Enforcement presents many challenges. At the top of the list are the woefully insufficient funds provided by public agencies and workers’ fear of retaliation for complaining about violations—a fear that is especially strong and well-founded for undocumented workers. In response to these challenges, domestic worker organizations in New York, California, and Massachusetts, and supportive employers working through an organization called Hand in Hand, are developing a grassroots enforcement agenda that builds organized worker density and trains leaders to educate colleagues about their rights and show them how to negotiate for contracts and better working conditions. Hand in Hand also educates employers about their obligations and about the “Fair Care Pledge,” which includes living wages, paid time off, and a clear work agreement. The most productive ways to advance this work are not firmly established, but we are experimenting and innovating.
Even as we work to ensure that these hard-won rights are widely understood and vigorously enforced, we continue to move our legislative campaigns forward. In Illinois, the Domestic Workers’ Bill of Rights Act is moving through the legislature. In Connecticut, a similar bill has passed the legislature and is awaiting the governor’s signature.
NDWA now has local affiliates in 36 cities and 16 states. In states in which bills have not yet been introduced, we are assessing multiple factors to determine whether a legislative campaign is a viable way to build power for the long term. And we are assessing ways to address the enforcement challenges in the context of the substance of the legislation itself.
Domestic and family care jobs represent a large and growing share of the workforce in this country. Seventy-one percent of women with children are in the labor force. Millions of family caregivers are struggling to afford and manage care for their children and elders.
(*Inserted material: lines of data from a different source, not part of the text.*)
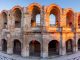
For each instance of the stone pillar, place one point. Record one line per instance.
(9, 44)
(25, 47)
(44, 52)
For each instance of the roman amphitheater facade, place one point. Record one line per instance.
(21, 35)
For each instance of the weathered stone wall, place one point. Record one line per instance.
(43, 34)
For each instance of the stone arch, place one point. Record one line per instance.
(70, 18)
(17, 47)
(34, 9)
(4, 14)
(69, 46)
(34, 48)
(17, 15)
(53, 47)
(56, 11)
(4, 45)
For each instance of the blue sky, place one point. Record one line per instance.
(8, 4)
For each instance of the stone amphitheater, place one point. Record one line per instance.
(20, 33)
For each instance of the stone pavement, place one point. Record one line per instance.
(75, 56)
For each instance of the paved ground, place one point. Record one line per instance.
(75, 56)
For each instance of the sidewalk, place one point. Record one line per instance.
(75, 56)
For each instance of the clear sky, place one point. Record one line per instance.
(8, 4)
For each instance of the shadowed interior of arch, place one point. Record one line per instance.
(34, 48)
(69, 47)
(53, 48)
(54, 16)
(4, 17)
(4, 45)
(17, 16)
(35, 17)
(17, 47)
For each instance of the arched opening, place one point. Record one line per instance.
(34, 48)
(52, 20)
(4, 17)
(79, 21)
(17, 16)
(70, 19)
(54, 16)
(69, 47)
(35, 17)
(4, 45)
(79, 44)
(53, 48)
(17, 47)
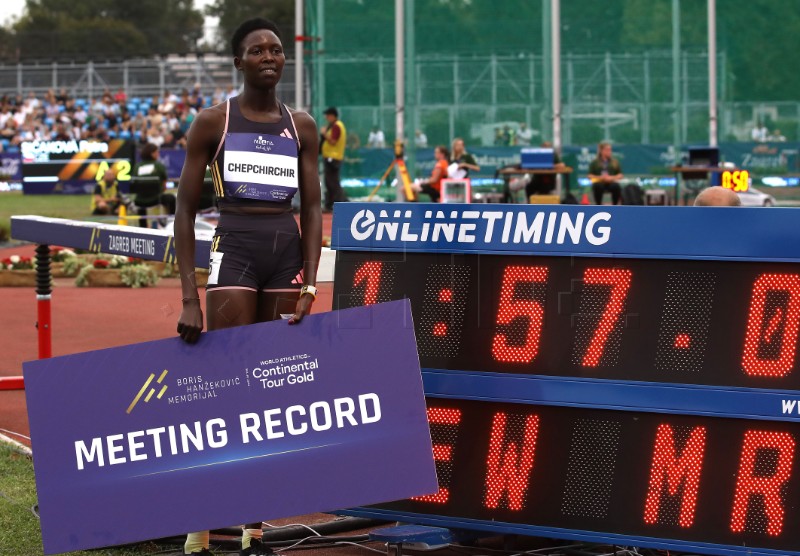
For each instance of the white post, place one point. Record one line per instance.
(399, 69)
(298, 54)
(555, 35)
(400, 82)
(712, 73)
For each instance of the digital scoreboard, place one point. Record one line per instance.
(613, 374)
(73, 166)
By 2050, an estimated 27 million older Americans and people with disabilities will require long-term care or support to meet their basic needs. In other words, these jobs are the future, meeting a growing need for working families.
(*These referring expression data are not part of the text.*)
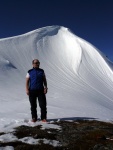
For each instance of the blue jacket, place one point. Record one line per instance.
(36, 79)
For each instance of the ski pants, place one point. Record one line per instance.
(33, 95)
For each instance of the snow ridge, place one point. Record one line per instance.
(80, 77)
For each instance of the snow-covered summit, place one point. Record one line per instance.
(80, 77)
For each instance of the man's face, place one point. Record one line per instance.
(36, 64)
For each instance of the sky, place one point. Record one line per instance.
(91, 20)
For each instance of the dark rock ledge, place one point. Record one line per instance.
(76, 135)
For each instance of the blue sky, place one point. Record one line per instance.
(91, 20)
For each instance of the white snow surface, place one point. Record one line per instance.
(80, 77)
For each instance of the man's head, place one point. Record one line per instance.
(35, 63)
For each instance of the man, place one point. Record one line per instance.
(36, 86)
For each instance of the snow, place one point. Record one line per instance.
(80, 77)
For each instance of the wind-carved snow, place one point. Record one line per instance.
(80, 77)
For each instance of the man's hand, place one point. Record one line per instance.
(45, 90)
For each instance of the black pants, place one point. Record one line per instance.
(33, 95)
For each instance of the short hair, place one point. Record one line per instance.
(34, 60)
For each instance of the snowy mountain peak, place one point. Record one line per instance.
(80, 77)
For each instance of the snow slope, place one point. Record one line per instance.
(80, 77)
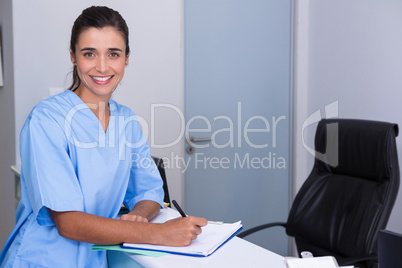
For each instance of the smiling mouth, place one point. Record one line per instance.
(101, 78)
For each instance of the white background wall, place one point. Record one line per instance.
(350, 52)
(7, 132)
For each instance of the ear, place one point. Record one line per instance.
(72, 57)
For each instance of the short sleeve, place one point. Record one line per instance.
(47, 169)
(145, 182)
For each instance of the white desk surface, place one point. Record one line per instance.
(235, 253)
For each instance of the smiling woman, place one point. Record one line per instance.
(71, 193)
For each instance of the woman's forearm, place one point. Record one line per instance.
(84, 227)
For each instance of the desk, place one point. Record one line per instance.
(235, 253)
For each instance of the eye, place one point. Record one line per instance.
(114, 55)
(89, 54)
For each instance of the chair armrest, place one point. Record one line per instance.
(354, 260)
(260, 227)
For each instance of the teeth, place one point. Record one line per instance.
(102, 79)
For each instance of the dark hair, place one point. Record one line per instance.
(96, 17)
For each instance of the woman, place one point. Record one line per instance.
(82, 156)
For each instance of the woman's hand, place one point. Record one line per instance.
(143, 211)
(179, 232)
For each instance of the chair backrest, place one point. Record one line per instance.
(389, 249)
(161, 168)
(341, 207)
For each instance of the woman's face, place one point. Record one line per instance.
(101, 60)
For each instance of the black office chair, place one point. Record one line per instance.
(161, 168)
(340, 208)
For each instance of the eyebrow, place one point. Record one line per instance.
(94, 49)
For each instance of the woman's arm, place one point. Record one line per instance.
(143, 211)
(81, 226)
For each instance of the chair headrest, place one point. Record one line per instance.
(361, 148)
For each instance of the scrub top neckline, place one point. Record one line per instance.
(77, 101)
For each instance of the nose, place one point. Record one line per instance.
(102, 65)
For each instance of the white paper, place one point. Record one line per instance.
(212, 236)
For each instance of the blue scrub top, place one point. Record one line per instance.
(69, 163)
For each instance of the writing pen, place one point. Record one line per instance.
(179, 208)
(184, 214)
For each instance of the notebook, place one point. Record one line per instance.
(212, 237)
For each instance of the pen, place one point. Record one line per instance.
(178, 208)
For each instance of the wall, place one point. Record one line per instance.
(7, 132)
(350, 52)
(41, 60)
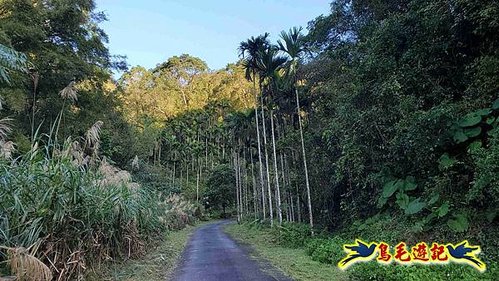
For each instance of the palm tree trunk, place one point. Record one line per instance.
(276, 170)
(271, 214)
(259, 152)
(197, 181)
(255, 196)
(237, 185)
(307, 184)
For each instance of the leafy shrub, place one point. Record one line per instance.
(328, 251)
(292, 235)
(75, 216)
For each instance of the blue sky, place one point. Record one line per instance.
(149, 32)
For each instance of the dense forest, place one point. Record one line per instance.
(379, 121)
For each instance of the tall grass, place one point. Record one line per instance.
(76, 215)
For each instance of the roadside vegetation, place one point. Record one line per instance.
(293, 261)
(157, 265)
(290, 248)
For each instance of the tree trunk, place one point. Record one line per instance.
(197, 182)
(307, 184)
(260, 165)
(237, 185)
(276, 170)
(271, 214)
(255, 195)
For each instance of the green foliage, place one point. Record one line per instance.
(220, 189)
(292, 235)
(52, 202)
(10, 60)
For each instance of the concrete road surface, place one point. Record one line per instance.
(211, 255)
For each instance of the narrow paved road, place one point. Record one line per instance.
(211, 255)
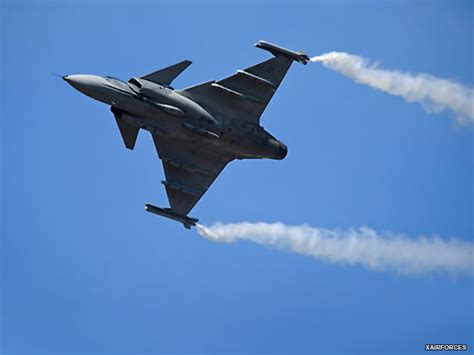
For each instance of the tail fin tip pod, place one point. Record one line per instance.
(300, 57)
(188, 222)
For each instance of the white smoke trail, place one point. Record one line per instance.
(434, 94)
(354, 246)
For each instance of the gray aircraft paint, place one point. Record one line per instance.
(197, 131)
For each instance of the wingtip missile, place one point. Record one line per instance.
(300, 57)
(188, 222)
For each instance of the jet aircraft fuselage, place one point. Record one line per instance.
(164, 111)
(198, 130)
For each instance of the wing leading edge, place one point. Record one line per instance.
(190, 169)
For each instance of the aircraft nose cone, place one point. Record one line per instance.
(79, 81)
(90, 85)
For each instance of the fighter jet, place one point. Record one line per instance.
(197, 131)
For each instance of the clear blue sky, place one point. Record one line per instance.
(85, 270)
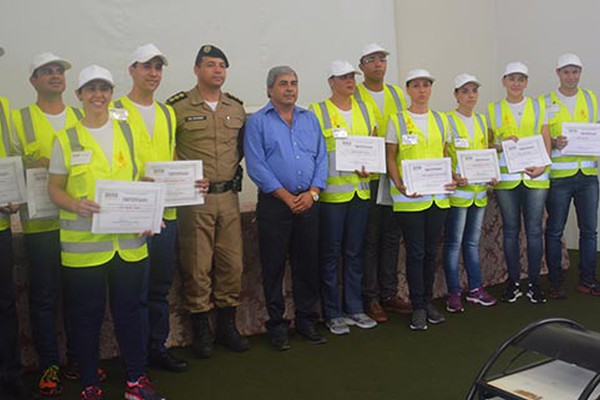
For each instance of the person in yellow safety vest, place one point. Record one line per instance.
(153, 127)
(468, 202)
(572, 177)
(520, 193)
(418, 133)
(35, 127)
(11, 373)
(344, 205)
(380, 282)
(99, 147)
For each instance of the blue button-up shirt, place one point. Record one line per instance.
(279, 155)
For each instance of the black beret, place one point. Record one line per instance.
(208, 50)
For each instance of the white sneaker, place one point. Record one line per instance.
(361, 320)
(338, 326)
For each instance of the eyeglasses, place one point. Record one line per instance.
(372, 59)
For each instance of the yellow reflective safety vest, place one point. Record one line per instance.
(4, 148)
(81, 247)
(342, 185)
(586, 110)
(461, 139)
(160, 146)
(426, 147)
(36, 135)
(503, 124)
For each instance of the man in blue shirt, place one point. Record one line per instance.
(286, 158)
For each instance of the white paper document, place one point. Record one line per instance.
(478, 166)
(12, 181)
(427, 176)
(39, 204)
(584, 139)
(128, 207)
(527, 152)
(355, 152)
(179, 178)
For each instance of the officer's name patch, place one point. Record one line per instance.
(195, 118)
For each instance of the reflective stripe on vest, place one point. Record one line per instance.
(27, 124)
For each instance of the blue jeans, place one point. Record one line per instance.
(86, 298)
(342, 232)
(463, 226)
(10, 352)
(43, 257)
(157, 283)
(583, 190)
(529, 203)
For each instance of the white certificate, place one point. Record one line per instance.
(427, 176)
(584, 139)
(352, 153)
(179, 178)
(478, 166)
(527, 152)
(39, 204)
(128, 207)
(12, 181)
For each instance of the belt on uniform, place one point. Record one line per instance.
(220, 187)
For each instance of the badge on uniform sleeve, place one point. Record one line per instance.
(340, 133)
(410, 139)
(81, 157)
(461, 143)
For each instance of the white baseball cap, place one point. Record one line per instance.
(568, 59)
(372, 48)
(46, 58)
(516, 68)
(419, 73)
(463, 79)
(92, 73)
(340, 68)
(146, 53)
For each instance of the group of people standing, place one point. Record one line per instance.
(308, 212)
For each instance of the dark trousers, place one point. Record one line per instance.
(10, 360)
(421, 231)
(43, 257)
(382, 239)
(281, 233)
(86, 297)
(157, 284)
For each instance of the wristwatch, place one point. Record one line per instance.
(315, 195)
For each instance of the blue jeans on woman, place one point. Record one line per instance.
(463, 227)
(343, 227)
(529, 203)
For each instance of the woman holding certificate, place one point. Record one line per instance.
(96, 148)
(344, 207)
(468, 202)
(420, 135)
(521, 191)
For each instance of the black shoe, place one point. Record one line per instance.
(311, 334)
(15, 390)
(167, 361)
(203, 343)
(227, 333)
(280, 342)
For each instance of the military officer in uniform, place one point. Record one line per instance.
(209, 128)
There is no blueprint for domestic worker organizing. We learn through trial and error. We share hard-won lessons across the alliance between organizations, between cities, and with domestic workers organizing in other countries. We adopt successful models of organizing and adapt them to different conditions. We do our best to stay grounded in both the optimism born of witnessing the power of domestic workers in motion and the realism imposed by the challenge of navigating an undeniably complex and often hostile political terrain.
Five years after the first breakthrough policy victory of the domestic workers movement, we have expanded our strategies, improved upon existing ones, and learned some important lessons. We still hold the same core values and principles that led us to the New York State legislature. This work deserves respect. Domestic workers must have a powerful voice and play an important role in shaping their future. Organizing and movement-building are at the heart of our ability to build power, and we have a responsibility to win.